Modeling Resources¶

Table of Contents

Gro Crop Cover
Gro Yield Model Backtest Data
- File Formats
- Download the Data by Model
  - Models
Radio Frequency Interference Effects On SMOS
TRMM and GPM spatial extents
Computing Mean Values Amid LST Data Gaps

Gro Crop Cover ¶

Gro’s proprietary high-resolution crop covers are currently used in the Gro yield models. These have proven very successful i.e. more accurate for yield modeling than the best available alternatives. Gro does not plan on developing a yield model for every crop or region in the world, so our models will always be limited to the regions and crops where we can help push the envelope. Users can access our crop covers in the Gro web app and the API, or from the download links below. In the web app and API, users can interact with detailed cropland covers that indicate the intensity of crop cover for a particular pixel. Below users can download .tif files of low and high-confidence crop covers which represent, as a binary value, whether a crop is growing in a specific pixel.

Methodology ¶

Crop covers for past seasons ¶

In order to remove irrelevant data pixels (i.e., pixels that are not representative of the crop in study), we create/derive crop specific covers for each past crop season, as described here (see also Creating a basic customizable framework for crop detection using Landsat imagery. This is necessary for each year, due to crop rotations and other changes in the area where crops are planted. Moreover, even with per-season covers, there is an additional challenge for in-season crop yield forecasting, because the current season crop cover is usually not available until the beginning of the following year.

In-season crop cover ¶

For current season forecasting, since we’re starting well before the growing period, there is no universal approach that provides the best cover. Instead, we use the series of covers for prior seasons to create a few different covers for the current season. Together, these current season covers can be thought of as providing supersets and subsets of the true planted area. The combination of the various covers provides the information needed for yield forecasting purposes.

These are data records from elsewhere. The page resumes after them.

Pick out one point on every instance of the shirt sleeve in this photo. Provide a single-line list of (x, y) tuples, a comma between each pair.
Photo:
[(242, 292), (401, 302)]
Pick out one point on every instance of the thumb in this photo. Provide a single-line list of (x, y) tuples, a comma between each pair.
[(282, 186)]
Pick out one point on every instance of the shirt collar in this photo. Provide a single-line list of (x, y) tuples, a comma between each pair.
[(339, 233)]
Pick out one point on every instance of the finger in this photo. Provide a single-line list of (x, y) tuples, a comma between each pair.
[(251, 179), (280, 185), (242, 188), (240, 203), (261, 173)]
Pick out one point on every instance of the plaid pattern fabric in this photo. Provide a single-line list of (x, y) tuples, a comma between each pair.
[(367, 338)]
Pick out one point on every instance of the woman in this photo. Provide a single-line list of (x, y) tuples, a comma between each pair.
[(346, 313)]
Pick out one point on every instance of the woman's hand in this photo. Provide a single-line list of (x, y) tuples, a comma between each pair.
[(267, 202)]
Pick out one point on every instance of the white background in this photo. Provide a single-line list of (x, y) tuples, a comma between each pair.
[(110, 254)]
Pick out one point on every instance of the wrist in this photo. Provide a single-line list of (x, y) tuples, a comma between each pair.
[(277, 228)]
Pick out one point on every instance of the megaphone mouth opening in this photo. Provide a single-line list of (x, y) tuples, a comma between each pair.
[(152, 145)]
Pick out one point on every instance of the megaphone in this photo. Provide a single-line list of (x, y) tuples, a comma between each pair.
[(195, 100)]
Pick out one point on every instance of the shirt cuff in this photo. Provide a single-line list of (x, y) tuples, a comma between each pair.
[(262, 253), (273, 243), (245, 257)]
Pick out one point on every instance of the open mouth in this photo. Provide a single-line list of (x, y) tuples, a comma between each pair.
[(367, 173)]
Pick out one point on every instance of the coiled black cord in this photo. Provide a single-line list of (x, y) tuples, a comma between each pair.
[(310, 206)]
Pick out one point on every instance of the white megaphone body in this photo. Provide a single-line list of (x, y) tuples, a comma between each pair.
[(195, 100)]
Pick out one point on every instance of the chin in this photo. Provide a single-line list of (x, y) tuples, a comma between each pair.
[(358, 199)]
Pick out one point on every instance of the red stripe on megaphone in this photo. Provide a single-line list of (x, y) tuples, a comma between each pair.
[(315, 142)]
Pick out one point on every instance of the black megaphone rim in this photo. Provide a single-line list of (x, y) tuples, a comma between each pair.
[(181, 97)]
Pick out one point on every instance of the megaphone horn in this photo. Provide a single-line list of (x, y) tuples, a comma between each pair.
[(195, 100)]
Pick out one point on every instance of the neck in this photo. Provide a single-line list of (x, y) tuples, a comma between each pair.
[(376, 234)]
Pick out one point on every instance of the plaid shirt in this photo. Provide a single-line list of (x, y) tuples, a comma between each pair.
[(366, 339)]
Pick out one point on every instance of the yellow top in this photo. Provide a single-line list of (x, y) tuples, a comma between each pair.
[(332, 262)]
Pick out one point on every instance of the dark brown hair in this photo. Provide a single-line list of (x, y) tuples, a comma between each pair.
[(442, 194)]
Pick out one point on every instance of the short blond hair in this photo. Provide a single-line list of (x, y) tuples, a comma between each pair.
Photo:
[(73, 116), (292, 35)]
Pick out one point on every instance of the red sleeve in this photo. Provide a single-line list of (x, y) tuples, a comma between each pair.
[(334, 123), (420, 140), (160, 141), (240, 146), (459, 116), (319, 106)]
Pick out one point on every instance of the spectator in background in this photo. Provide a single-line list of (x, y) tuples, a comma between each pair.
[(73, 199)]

For any cover, the following current season covers are created:

a low-confidence version is created by an OR of the years, i.e., choosing pixels that have been the crop in question for at least one year in the history of the cropland data layers. In other words, the low-confidence cover answers the question “was the crop planted here in 2000 or in 2001 or in 2002 …”. This can be thought of as an upper bound of the true area. Or equivalently, for each pixel, a prediction with high recall and low precision.
a high-confidence cover version is created by an AND of the years, i.e., selecting pixels that have always been the crop in question over the entire history of the prior season covers, so long as that region has been in the data layers. In other words, it answers the question “was the crop planted here in 2000 and in 2001 and in 2002 …” This it can be seen as a lower bound of the true area. Or equivalently, for each pixel, a prediction with low recall and high precision.

Additional refinements:

a clumped version is obtained by removing clusters with a total number of fewer than 8 pixels.

US Corn ¶

Yearly corn covers (binary) were extracted from USDA NASS Cropland Data Layers (CDL) for the US Corn Belt, which includes 10 states: Illinois, Indiana, Iowa, Kansas, Minnesota, Missouri, Nebraska, Ohio, South Dakota, and Wisconsin, from 1999 to 2015. Note that not all states were covered in the yearly covers prior to 2008 due to growing coverage of NASS CDL from 1999 to 2008.

A low-confidence cover and a high-confidence cover were made from those yearly crop covers. Each of them was further clumped to remove erroneous pixels, which gave us two more static corn covers.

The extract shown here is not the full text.